Tidak peduli seberapa kuat Chu Xinghe, dia sudah tidak memiliki cara lagi untuk melawan!
Chu Tian menarik tangan kanannya dan memasukkan kembali Pedang Alam Baka ke dalam sarungnya. Dengan kibasan jubahnya, dia berbalik dan berjalan menuju gerbang besar tanpa menoleh ke belakang sama sekali.

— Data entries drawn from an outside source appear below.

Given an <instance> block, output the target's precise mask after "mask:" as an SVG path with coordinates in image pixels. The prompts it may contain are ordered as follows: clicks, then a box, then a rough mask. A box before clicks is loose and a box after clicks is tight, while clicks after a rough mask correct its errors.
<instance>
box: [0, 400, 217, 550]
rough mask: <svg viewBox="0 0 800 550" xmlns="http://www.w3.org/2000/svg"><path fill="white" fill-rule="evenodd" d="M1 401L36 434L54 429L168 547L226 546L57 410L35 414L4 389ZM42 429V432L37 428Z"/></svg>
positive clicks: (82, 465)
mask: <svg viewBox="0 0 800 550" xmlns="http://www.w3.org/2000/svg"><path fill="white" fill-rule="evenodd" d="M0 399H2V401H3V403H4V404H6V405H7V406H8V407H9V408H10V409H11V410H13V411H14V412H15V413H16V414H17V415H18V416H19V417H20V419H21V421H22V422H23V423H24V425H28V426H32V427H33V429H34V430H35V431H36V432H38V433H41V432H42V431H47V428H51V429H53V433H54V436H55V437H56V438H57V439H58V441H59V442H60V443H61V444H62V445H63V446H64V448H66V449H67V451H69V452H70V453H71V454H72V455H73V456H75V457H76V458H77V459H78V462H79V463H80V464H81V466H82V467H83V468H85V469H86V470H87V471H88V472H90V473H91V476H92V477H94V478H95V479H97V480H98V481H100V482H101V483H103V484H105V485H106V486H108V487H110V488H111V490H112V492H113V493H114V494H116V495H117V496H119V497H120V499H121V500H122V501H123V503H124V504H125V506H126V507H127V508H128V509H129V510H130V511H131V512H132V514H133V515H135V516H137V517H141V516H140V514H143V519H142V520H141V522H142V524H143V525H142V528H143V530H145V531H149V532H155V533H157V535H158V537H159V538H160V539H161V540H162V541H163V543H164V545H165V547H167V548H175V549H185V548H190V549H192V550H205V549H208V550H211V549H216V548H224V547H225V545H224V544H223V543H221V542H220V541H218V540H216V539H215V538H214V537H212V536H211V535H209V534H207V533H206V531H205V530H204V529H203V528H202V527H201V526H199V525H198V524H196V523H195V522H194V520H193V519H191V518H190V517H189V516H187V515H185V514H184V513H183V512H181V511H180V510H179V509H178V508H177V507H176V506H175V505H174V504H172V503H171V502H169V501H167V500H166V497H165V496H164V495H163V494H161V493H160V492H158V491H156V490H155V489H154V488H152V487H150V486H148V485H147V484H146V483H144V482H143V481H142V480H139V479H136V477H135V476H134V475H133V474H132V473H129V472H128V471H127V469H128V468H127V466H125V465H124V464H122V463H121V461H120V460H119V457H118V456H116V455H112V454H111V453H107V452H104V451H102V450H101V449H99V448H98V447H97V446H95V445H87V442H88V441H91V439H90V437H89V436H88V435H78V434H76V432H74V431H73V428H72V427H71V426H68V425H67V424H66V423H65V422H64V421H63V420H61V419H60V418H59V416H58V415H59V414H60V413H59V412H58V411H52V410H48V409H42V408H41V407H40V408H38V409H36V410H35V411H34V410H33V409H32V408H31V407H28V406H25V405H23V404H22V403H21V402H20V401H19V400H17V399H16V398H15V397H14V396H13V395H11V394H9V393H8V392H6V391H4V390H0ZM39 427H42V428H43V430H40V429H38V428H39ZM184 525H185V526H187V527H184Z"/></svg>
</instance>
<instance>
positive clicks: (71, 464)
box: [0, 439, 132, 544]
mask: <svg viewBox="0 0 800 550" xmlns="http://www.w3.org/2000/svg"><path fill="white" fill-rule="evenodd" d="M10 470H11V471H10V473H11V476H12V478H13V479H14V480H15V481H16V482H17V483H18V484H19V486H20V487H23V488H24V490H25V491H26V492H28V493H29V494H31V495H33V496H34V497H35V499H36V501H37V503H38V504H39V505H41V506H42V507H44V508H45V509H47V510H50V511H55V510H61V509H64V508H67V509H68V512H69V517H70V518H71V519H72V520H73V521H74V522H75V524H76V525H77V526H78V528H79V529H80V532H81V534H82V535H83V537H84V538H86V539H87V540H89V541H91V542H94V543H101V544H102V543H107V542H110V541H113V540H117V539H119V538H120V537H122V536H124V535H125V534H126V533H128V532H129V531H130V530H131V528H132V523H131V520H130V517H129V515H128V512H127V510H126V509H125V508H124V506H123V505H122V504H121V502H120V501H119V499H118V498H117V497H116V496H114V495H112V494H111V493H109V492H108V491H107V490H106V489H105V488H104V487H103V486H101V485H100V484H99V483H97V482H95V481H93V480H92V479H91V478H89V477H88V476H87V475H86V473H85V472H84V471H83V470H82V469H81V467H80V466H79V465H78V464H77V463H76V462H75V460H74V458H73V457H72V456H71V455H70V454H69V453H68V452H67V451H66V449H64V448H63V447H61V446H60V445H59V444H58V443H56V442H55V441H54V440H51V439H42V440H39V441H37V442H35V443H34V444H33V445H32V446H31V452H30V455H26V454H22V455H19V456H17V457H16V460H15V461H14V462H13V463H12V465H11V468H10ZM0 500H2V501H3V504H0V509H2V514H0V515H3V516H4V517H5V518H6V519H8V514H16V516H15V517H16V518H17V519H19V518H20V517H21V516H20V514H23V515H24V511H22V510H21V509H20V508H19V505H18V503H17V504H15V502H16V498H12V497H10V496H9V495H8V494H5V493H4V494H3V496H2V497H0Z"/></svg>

Segumpal kabut muncul dan rubah putih kecil itu muncul di bahunya. Rubah kecil itu menunjukkan senyum mencemooh pada Chu Xinghe dan kemudian menjulurkan lidah mengejek ke arahnya!
Akhirnya.
Chu Tian memasuki gerbang besar!
Gerbang ruang harta karun itu perlahan menutup dan kemudian akhirnya menghilang dari aula utama!
“Tidak!”
Chu Xinghe mengeluarkan raungan keras, dan Api Alam Baka seketika meledak dari tubuhnya, langsung menelan Chu Xinghe. Token giok di dadanya memancarkan cahaya yang kuat sebelum sebuah kekuatan mengirimnya keluar dari menara ujian.
Kalah!
Tuan Muda Pedang Surgawi telah kalah!
Chu Xinghe, nomor satu di Negara Bagian Tengah, telah kalah!
Bagaimana pun juga, sulit untuk memahami bagaimana Chu Tian berhasil melakukannya!
Tidak pernah ada orang yang bisa membuatnya merasakan perasaan semacam ini. Rasa malu dan amarah seolah-olah……itu sedang menggoncang jiwanya sendiri!